One of the persistent and stark differences between the traditional South and the Northeast is the religious divide between the two regions and cultures. The South is well-known today as the ‘Bible Belt‘ while the Northeast is famous as a bastion of secularism and liberal Christianity (for instance, Mississippi is rated the most religious State while Vermont is rated the least religious). This was not always the case. In fact, in the early colonial era it was the Northeast that was fanatically religious while the South was comparatively moderate. Wikipedia provides the following summary:
The Bible Belt is an informal term for a region in the southeastern and south-central United States in which socially conservative evangelical Protestantism is a significant part of the culture and Christian church attendance across the denominations is generally higher than the nation’s [sic] average. The Bible Belt consists of much of the Southern United States extending west into Texas and Oklahoma. During the colonial period (1607–1776), the South was a stronghold of the Anglican church. Its transition to a stronghold of non-Anglican Protestantism occurred gradually over the next century as a series of religious revival movements, many associated with the Baptist denomination, gained great popularity in the region.

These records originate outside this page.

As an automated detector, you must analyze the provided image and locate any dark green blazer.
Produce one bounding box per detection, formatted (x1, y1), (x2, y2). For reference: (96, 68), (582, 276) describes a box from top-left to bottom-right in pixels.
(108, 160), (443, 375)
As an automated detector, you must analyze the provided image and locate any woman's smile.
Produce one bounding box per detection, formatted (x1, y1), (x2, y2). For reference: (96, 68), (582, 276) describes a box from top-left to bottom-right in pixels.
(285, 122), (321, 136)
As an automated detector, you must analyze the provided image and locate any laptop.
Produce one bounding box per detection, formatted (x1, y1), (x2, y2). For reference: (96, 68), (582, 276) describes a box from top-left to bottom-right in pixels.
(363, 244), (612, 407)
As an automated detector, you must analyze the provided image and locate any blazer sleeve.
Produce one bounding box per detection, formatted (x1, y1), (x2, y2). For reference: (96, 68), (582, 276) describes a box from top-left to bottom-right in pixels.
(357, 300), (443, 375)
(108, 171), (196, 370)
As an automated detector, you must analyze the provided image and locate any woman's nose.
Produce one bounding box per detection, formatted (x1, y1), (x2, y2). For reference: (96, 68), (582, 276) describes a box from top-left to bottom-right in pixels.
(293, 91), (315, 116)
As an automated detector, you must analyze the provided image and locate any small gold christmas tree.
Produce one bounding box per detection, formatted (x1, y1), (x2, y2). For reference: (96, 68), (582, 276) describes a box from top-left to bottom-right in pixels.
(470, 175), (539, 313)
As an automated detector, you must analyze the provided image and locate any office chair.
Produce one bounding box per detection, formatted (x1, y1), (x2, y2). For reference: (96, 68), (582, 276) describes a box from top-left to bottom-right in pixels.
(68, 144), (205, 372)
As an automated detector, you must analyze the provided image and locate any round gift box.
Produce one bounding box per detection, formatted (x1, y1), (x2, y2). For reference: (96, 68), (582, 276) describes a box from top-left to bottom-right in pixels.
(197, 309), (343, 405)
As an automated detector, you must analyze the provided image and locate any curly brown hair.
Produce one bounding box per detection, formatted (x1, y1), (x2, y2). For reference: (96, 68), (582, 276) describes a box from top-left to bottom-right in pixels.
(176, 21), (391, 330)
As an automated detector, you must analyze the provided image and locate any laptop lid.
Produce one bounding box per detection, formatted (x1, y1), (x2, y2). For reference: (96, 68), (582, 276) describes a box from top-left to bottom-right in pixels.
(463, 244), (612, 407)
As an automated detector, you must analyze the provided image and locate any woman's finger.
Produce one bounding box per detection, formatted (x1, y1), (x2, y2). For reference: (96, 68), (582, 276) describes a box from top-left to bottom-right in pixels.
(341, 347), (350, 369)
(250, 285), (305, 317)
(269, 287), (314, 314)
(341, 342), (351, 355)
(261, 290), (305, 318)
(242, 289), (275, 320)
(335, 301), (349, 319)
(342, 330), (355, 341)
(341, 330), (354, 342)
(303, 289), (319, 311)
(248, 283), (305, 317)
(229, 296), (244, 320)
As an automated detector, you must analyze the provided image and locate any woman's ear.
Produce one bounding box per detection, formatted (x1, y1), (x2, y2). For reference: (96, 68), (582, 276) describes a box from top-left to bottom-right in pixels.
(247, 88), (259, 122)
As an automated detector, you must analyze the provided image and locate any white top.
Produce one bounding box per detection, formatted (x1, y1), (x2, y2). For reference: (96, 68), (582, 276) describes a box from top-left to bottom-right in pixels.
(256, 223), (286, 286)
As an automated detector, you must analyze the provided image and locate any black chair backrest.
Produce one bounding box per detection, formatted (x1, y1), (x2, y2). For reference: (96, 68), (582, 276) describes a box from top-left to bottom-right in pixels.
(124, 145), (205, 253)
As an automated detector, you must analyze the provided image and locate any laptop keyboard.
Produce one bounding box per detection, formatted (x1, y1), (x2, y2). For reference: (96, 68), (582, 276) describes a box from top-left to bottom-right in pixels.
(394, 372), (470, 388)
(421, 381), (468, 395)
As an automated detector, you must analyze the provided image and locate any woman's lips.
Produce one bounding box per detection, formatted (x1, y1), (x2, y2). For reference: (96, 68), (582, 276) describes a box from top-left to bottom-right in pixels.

Author Frank Conner explains this in greater detail and how things changed in the following excerpt taken from pages 75-76 of his book The South Under Siege 1830-2000:
Prior to the Second Great Awakening, the people of the Northeast had been known as devout Christians, while the Southerners conspicuously had not. In the 18th century, the South had been lightly populated. There were no big cities as such (those were strictly a Northern phenomenon); and when there was a church within travelling distance, the Southerners attended it on Sundays as much to socialize and conduct business as to worship God. Visitors to the region complained frequently that the Southern ministers were of low quality and were lightly regarded by their congregations. This was in sharp contrast to such Northerners as the Congregationalists of New England and the Quakers of Pennsylvania – who approached religion soberly and intensely.
The South’s attitude toward Christianity changed abruptly and permanently early in the 19th century. Then – during the Second Great Awakening – Baptist and Methodist circuit riders brought their versions of Christianity to the small towns and the hinterlands. This religion had been shorn of pomp and layers of arbitrary ecclesiastic bureaucracy, and was now a personal matter of faith between the believer and God, without mediators. This type of Christianity appealed strongly to most Southerners; and thereafter it changed their lives drastically. Its priorities emphasized Christ as Lord, personal honor, marriage, family, and community – in that order. many Southerners now lived their Christian faith; most of the rest were at least careful to observe the forms.
The Southerners were now regarded as the bedrock Christians, and the Northerners less so as Calvinism receded – although liberalized Christianity remained strong in the North.